2. Secure the local data storage
Be Careful, when you store your sensitive data to the filesystem. If your application stores any sensitive data to the filesystem, make sure that you have encrypted your data properly. A filesystem can be accessed by any application which has necessary permissions and can read the data if it is not encrypted well. Not only filesystem, it could be any data which is stored locally (eg: Local Database).
3. Secure authentication mechanisms
Application authentication mechanisms should be done in the backend. No authentication must happen locally. Especially a local 4 digit PIN or a Touch ID authentication which will give access to the critical information. An additional layer of authentication needs to be done with the backend. Make sure that your data communication has SSL to transfer sensitive information to the backend.
4. Secure account authorization
After a successful authentication, all backend API calls happening from a mobile application needs to be verified within the backend and handle the authorization properly. No APIs should be called without an authorization token and its validation. No critical administrator role change must happen from application. All privilege management must happen from the backend, so that the authorizations can be handled properly.
5. Pick the best cryptography techniques
Encrypting the data with any encryption algorithm doesn’t mean that your application is secure and safe. So you should not pick a weak or deprecated encryption algorithm. Some of the weak or otherwise insufficient for modern security requirements algorithms are MD4, MD5, SHA1 etc. So choose an algorithm or cryptographic standards which is strong enough to withstand for the next few years. Please refer NIST guidelines on recommended algorithms.
6. Avoid exposing critical admin features
In some cases, app developers will club both public end-user features and admin features into a single application. This will expose critical administrator features, API endpoints and other sensitive administrative access information. So it is highly recommended to split the critical admin related features into a separate application or service and access it separately.

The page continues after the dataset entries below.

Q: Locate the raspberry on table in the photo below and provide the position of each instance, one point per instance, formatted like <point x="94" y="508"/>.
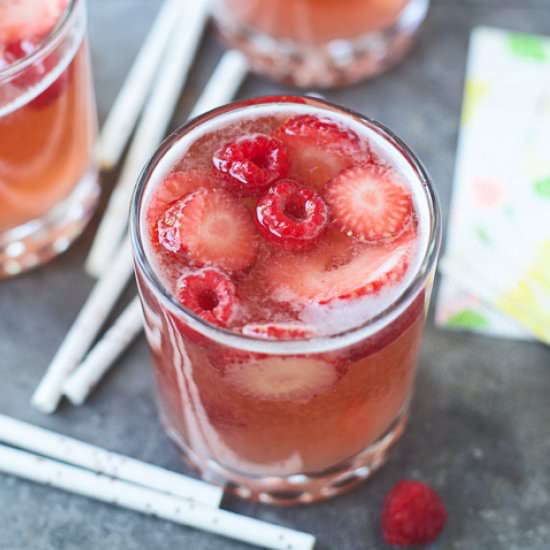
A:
<point x="252" y="163"/>
<point x="413" y="514"/>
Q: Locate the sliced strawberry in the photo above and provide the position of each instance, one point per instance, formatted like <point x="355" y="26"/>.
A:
<point x="209" y="293"/>
<point x="29" y="18"/>
<point x="251" y="163"/>
<point x="283" y="378"/>
<point x="369" y="203"/>
<point x="279" y="331"/>
<point x="212" y="227"/>
<point x="339" y="270"/>
<point x="291" y="215"/>
<point x="319" y="148"/>
<point x="175" y="186"/>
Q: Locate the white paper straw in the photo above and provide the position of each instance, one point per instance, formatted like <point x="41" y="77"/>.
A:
<point x="224" y="82"/>
<point x="54" y="445"/>
<point x="126" y="495"/>
<point x="84" y="330"/>
<point x="158" y="112"/>
<point x="127" y="106"/>
<point x="103" y="356"/>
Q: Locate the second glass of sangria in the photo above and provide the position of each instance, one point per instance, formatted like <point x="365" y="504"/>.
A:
<point x="320" y="43"/>
<point x="284" y="253"/>
<point x="48" y="184"/>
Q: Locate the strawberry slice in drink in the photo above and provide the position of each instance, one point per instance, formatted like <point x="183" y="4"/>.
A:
<point x="21" y="19"/>
<point x="369" y="203"/>
<point x="279" y="331"/>
<point x="318" y="149"/>
<point x="210" y="227"/>
<point x="337" y="270"/>
<point x="283" y="378"/>
<point x="175" y="186"/>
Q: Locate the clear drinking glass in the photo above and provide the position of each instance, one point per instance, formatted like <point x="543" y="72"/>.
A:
<point x="320" y="43"/>
<point x="48" y="184"/>
<point x="284" y="450"/>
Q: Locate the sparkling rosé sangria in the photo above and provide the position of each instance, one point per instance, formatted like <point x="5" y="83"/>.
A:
<point x="320" y="42"/>
<point x="48" y="186"/>
<point x="284" y="250"/>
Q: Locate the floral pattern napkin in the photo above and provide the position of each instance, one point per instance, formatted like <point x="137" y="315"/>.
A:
<point x="496" y="271"/>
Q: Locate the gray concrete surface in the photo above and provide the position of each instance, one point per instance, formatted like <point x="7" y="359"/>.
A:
<point x="480" y="426"/>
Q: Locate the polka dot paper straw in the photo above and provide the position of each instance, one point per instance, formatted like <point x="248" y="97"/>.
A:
<point x="125" y="495"/>
<point x="54" y="445"/>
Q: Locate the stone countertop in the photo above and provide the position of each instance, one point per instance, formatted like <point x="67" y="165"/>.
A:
<point x="479" y="429"/>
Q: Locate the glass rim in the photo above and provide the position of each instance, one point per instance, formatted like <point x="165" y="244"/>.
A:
<point x="321" y="343"/>
<point x="45" y="46"/>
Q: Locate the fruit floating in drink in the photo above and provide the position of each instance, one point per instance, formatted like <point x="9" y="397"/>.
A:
<point x="284" y="249"/>
<point x="320" y="42"/>
<point x="48" y="186"/>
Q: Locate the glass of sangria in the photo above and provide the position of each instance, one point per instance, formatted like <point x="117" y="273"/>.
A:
<point x="320" y="43"/>
<point x="48" y="185"/>
<point x="284" y="252"/>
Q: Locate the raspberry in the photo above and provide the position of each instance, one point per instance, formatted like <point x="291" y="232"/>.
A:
<point x="413" y="514"/>
<point x="292" y="215"/>
<point x="252" y="163"/>
<point x="209" y="293"/>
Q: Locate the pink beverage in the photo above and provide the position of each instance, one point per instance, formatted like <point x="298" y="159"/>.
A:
<point x="284" y="251"/>
<point x="48" y="187"/>
<point x="320" y="42"/>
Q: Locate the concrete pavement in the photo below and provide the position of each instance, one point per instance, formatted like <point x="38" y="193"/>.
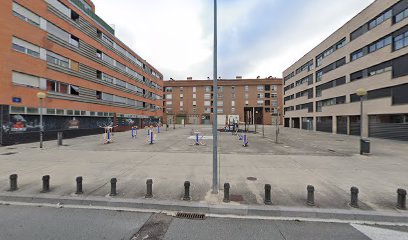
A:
<point x="329" y="162"/>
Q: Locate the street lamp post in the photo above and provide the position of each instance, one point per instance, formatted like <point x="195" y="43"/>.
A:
<point x="215" y="113"/>
<point x="361" y="92"/>
<point x="277" y="126"/>
<point x="41" y="96"/>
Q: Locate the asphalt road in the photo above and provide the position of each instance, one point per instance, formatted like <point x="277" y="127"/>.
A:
<point x="42" y="223"/>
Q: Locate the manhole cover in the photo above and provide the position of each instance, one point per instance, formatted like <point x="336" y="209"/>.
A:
<point x="9" y="153"/>
<point x="192" y="216"/>
<point x="236" y="198"/>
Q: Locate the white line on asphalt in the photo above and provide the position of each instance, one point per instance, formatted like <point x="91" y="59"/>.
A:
<point x="211" y="215"/>
<point x="375" y="233"/>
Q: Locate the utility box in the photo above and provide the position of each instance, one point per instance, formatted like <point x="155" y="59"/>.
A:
<point x="364" y="146"/>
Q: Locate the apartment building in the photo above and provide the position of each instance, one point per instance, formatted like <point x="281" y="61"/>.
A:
<point x="91" y="79"/>
<point x="254" y="101"/>
<point x="370" y="51"/>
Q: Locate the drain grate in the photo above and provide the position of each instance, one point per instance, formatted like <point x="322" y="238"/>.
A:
<point x="9" y="153"/>
<point x="192" y="216"/>
<point x="236" y="198"/>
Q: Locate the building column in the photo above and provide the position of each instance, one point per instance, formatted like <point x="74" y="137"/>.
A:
<point x="365" y="125"/>
<point x="334" y="124"/>
<point x="314" y="124"/>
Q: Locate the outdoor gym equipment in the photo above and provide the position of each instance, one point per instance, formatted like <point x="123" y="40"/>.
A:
<point x="134" y="132"/>
<point x="245" y="140"/>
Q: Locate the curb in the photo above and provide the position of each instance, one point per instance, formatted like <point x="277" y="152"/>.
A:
<point x="226" y="210"/>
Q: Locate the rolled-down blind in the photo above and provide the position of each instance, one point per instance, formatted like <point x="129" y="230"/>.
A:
<point x="26" y="44"/>
<point x="25" y="79"/>
<point x="26" y="13"/>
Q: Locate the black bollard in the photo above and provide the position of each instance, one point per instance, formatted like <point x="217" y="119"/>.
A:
<point x="79" y="185"/>
<point x="354" y="197"/>
<point x="402" y="199"/>
<point x="60" y="137"/>
<point x="186" y="191"/>
<point x="46" y="184"/>
<point x="113" y="187"/>
<point x="226" y="192"/>
<point x="13" y="182"/>
<point x="310" y="195"/>
<point x="268" y="198"/>
<point x="149" y="188"/>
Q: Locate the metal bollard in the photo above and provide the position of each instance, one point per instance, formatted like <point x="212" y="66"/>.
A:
<point x="354" y="197"/>
<point x="13" y="182"/>
<point x="310" y="195"/>
<point x="60" y="137"/>
<point x="46" y="184"/>
<point x="186" y="191"/>
<point x="402" y="199"/>
<point x="149" y="188"/>
<point x="113" y="187"/>
<point x="79" y="185"/>
<point x="226" y="192"/>
<point x="268" y="200"/>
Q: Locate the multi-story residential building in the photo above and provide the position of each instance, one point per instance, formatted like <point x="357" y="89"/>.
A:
<point x="62" y="48"/>
<point x="370" y="51"/>
<point x="254" y="101"/>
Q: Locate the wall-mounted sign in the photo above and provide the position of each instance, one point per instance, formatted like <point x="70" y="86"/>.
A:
<point x="16" y="100"/>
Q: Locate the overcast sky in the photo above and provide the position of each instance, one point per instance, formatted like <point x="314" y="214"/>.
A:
<point x="255" y="37"/>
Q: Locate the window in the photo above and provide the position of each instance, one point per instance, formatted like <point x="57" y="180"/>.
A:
<point x="401" y="16"/>
<point x="58" y="32"/>
<point x="26" y="15"/>
<point x="108" y="59"/>
<point x="57" y="59"/>
<point x="380" y="44"/>
<point x="107" y="78"/>
<point x="26" y="80"/>
<point x="401" y="41"/>
<point x="51" y="85"/>
<point x="26" y="47"/>
<point x="356" y="55"/>
<point x="120" y="66"/>
<point x="74" y="41"/>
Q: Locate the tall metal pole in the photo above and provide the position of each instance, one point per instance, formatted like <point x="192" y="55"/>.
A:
<point x="361" y="117"/>
<point x="41" y="124"/>
<point x="215" y="122"/>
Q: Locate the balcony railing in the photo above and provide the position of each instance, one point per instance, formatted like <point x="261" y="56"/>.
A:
<point x="95" y="17"/>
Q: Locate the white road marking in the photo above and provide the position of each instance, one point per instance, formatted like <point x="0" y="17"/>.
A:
<point x="375" y="233"/>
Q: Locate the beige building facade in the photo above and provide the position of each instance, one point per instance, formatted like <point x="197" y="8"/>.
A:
<point x="370" y="51"/>
<point x="250" y="101"/>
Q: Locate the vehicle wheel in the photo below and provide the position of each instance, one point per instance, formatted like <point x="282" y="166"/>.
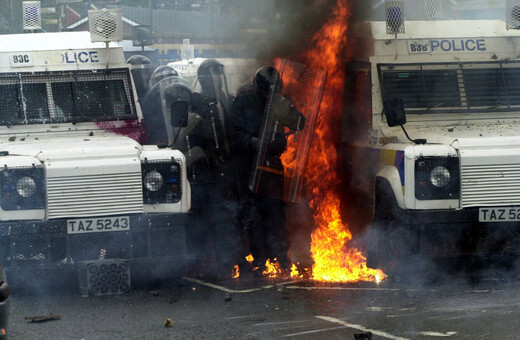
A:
<point x="388" y="248"/>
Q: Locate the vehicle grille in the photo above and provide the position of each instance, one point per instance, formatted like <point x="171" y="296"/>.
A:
<point x="490" y="185"/>
<point x="94" y="195"/>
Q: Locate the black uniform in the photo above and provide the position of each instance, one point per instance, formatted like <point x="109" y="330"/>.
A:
<point x="263" y="216"/>
<point x="214" y="202"/>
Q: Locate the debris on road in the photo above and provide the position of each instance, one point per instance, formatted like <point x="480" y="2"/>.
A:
<point x="227" y="297"/>
<point x="168" y="323"/>
<point x="42" y="318"/>
<point x="363" y="336"/>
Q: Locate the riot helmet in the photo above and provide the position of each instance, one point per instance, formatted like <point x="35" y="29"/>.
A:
<point x="177" y="92"/>
<point x="178" y="100"/>
<point x="210" y="74"/>
<point x="141" y="68"/>
<point x="162" y="72"/>
<point x="264" y="78"/>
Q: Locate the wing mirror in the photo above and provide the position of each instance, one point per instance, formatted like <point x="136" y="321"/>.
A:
<point x="394" y="112"/>
<point x="179" y="113"/>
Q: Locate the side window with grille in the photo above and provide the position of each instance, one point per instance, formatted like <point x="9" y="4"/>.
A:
<point x="71" y="96"/>
<point x="10" y="105"/>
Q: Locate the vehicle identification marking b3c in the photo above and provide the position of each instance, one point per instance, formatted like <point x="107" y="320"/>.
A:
<point x="20" y="59"/>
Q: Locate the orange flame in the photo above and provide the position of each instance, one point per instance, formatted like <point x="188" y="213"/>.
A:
<point x="235" y="272"/>
<point x="333" y="259"/>
<point x="295" y="272"/>
<point x="272" y="269"/>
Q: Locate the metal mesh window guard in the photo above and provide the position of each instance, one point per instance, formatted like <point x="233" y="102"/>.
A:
<point x="513" y="14"/>
<point x="394" y="11"/>
<point x="453" y="87"/>
<point x="433" y="9"/>
<point x="80" y="96"/>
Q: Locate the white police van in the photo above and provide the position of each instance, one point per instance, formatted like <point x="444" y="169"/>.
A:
<point x="432" y="124"/>
<point x="76" y="182"/>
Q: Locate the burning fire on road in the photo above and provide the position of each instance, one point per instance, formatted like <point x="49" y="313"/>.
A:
<point x="334" y="259"/>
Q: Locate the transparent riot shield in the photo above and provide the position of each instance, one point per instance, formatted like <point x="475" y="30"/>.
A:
<point x="287" y="130"/>
<point x="157" y="112"/>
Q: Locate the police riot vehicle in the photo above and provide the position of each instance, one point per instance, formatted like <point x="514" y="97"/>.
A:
<point x="78" y="184"/>
<point x="432" y="134"/>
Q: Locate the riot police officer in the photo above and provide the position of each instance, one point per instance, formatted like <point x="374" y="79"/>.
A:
<point x="156" y="122"/>
<point x="214" y="183"/>
<point x="142" y="69"/>
<point x="263" y="215"/>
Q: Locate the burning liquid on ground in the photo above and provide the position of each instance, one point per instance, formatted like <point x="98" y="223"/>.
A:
<point x="335" y="260"/>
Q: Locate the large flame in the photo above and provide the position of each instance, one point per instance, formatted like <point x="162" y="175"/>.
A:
<point x="334" y="259"/>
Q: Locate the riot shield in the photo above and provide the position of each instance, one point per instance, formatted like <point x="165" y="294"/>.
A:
<point x="287" y="130"/>
<point x="157" y="112"/>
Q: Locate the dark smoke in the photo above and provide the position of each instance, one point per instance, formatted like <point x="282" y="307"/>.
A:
<point x="289" y="27"/>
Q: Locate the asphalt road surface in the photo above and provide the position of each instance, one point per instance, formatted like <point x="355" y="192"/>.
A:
<point x="259" y="308"/>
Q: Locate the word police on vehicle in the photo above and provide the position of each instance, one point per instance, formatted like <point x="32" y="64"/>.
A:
<point x="447" y="45"/>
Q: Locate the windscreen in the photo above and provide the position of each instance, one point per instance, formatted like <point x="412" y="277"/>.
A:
<point x="453" y="87"/>
<point x="54" y="97"/>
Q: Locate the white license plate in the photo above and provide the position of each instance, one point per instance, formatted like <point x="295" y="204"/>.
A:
<point x="98" y="224"/>
<point x="504" y="214"/>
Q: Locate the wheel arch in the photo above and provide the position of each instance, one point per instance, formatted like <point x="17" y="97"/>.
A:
<point x="388" y="181"/>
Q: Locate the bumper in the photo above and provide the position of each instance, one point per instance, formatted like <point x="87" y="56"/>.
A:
<point x="458" y="232"/>
<point x="5" y="292"/>
<point x="154" y="245"/>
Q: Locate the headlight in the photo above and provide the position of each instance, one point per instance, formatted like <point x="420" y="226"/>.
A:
<point x="437" y="178"/>
<point x="162" y="181"/>
<point x="22" y="188"/>
<point x="153" y="180"/>
<point x="440" y="176"/>
<point x="26" y="186"/>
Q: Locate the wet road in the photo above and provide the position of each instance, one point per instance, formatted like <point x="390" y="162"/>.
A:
<point x="277" y="309"/>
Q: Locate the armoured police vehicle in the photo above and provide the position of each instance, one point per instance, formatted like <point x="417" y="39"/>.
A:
<point x="432" y="122"/>
<point x="78" y="185"/>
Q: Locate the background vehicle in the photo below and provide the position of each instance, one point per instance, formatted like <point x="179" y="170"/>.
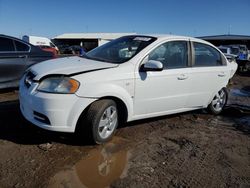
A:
<point x="130" y="78"/>
<point x="43" y="42"/>
<point x="15" y="57"/>
<point x="239" y="52"/>
<point x="49" y="49"/>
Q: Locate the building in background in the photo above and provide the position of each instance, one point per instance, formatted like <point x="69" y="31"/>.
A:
<point x="88" y="41"/>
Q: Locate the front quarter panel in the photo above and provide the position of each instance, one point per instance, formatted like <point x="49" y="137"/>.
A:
<point x="115" y="82"/>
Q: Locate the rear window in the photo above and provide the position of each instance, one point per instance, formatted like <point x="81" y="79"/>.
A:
<point x="206" y="55"/>
<point x="6" y="45"/>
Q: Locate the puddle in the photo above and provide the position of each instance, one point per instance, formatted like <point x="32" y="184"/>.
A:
<point x="240" y="92"/>
<point x="103" y="165"/>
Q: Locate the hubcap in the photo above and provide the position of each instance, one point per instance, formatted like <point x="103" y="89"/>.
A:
<point x="219" y="100"/>
<point x="108" y="122"/>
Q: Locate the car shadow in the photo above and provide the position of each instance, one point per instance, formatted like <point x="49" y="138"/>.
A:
<point x="15" y="128"/>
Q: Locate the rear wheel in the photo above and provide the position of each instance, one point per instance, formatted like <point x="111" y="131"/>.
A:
<point x="219" y="101"/>
<point x="102" y="117"/>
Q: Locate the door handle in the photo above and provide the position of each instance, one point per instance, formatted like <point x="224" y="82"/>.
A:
<point x="182" y="77"/>
<point x="221" y="74"/>
<point x="22" y="56"/>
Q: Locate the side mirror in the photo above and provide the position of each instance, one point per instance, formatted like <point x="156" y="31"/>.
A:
<point x="152" y="65"/>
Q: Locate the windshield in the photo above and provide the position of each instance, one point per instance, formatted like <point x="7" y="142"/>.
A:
<point x="235" y="51"/>
<point x="224" y="50"/>
<point x="120" y="50"/>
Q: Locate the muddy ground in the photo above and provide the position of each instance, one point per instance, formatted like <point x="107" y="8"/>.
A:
<point x="193" y="149"/>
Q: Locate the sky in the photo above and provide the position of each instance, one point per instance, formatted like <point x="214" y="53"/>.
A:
<point x="50" y="18"/>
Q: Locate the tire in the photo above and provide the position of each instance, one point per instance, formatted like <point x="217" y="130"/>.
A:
<point x="102" y="119"/>
<point x="219" y="101"/>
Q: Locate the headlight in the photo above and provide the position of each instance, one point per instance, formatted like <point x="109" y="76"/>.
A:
<point x="61" y="84"/>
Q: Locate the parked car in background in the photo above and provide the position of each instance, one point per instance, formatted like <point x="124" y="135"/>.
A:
<point x="15" y="57"/>
<point x="42" y="42"/>
<point x="49" y="49"/>
<point x="130" y="78"/>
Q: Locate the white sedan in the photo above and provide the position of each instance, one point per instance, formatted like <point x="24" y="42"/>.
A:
<point x="133" y="77"/>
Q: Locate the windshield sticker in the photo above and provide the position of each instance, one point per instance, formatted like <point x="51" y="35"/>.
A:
<point x="146" y="39"/>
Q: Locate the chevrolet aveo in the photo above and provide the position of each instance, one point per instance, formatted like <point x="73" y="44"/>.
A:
<point x="133" y="77"/>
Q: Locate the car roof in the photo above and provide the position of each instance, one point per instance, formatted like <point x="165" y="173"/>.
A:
<point x="168" y="36"/>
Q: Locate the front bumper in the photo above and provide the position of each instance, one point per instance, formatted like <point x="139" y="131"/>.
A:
<point x="55" y="112"/>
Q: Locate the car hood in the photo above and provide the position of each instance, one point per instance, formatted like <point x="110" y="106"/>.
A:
<point x="68" y="66"/>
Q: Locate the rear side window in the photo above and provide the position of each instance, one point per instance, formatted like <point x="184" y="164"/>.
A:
<point x="21" y="46"/>
<point x="206" y="55"/>
<point x="172" y="54"/>
<point x="6" y="45"/>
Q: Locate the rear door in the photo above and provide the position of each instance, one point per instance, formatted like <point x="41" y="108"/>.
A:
<point x="158" y="93"/>
<point x="208" y="74"/>
<point x="13" y="55"/>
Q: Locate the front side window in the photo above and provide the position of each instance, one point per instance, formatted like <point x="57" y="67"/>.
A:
<point x="6" y="45"/>
<point x="120" y="50"/>
<point x="21" y="47"/>
<point x="172" y="54"/>
<point x="206" y="55"/>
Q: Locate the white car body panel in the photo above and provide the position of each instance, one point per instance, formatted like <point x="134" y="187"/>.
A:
<point x="145" y="94"/>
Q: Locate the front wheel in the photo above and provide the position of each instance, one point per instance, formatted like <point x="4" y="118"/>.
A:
<point x="219" y="101"/>
<point x="102" y="117"/>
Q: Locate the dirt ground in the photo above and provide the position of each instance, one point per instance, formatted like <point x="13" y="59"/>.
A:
<point x="193" y="149"/>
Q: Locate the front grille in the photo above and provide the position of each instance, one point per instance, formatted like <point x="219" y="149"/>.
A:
<point x="29" y="79"/>
<point x="40" y="117"/>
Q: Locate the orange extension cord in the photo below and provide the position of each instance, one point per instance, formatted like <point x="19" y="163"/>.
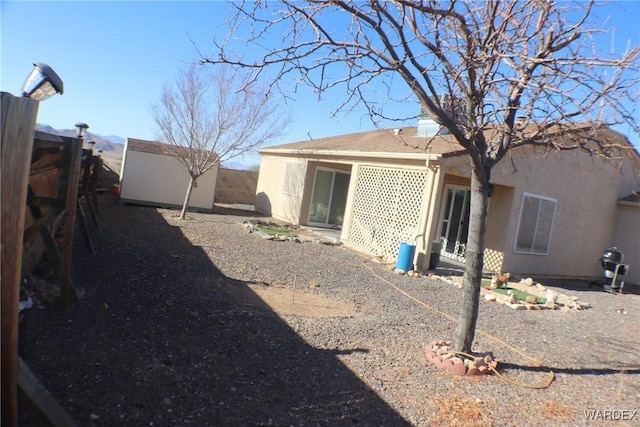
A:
<point x="546" y="384"/>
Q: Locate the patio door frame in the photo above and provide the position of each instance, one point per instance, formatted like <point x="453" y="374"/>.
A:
<point x="331" y="196"/>
<point x="455" y="251"/>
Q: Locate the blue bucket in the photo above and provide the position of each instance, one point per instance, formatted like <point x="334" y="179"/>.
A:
<point x="405" y="257"/>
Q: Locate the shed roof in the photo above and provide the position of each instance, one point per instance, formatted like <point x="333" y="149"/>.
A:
<point x="153" y="147"/>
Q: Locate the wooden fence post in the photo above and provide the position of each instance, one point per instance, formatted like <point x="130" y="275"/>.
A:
<point x="16" y="143"/>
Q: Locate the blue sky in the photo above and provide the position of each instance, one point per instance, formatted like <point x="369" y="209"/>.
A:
<point x="114" y="57"/>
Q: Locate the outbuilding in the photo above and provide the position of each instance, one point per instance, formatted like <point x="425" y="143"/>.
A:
<point x="153" y="175"/>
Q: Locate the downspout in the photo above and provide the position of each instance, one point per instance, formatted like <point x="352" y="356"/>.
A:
<point x="433" y="173"/>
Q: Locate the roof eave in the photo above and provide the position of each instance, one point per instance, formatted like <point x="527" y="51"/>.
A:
<point x="353" y="154"/>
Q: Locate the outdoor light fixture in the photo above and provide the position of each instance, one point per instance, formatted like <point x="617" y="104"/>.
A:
<point x="82" y="129"/>
<point x="42" y="83"/>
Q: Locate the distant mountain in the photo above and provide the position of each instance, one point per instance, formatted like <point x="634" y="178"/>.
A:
<point x="114" y="143"/>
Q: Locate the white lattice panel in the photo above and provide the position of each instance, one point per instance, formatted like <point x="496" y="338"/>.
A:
<point x="386" y="209"/>
<point x="493" y="260"/>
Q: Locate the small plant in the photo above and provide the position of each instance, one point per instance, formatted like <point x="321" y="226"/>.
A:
<point x="273" y="231"/>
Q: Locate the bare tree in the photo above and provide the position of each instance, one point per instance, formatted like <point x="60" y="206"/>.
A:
<point x="207" y="118"/>
<point x="515" y="73"/>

7. Verification of Super user access or Jailbroken device
A mechanism to detect superuser access (android) and jailbroken phones is highly recommended to avoid unnecessary access to all the application data. This detection is highly recommended for those applications which have payments or banking related features.
8. Verify third party libraries used
While developing an application, it’s common that the developers may use third party libraries and services to make the work simpler and faster. But most of them will not check the integrity of the library that is being used. Developers need to go through the library and should find the security issues and other vulnerabilities. If there is any serious data leakage or vulnerabilities, your application also falls under the same vulnerabilities and issues.
So above are the 8 key best practices for improving security for your mobile application. Security is a big concern factor in all development processes and make sure that all the above points are covered in your application. In Synclovis Systems, we follow all these best practices and follow the guidelines, checklists and tools recommended by OWASP (Open Web Application Security Project).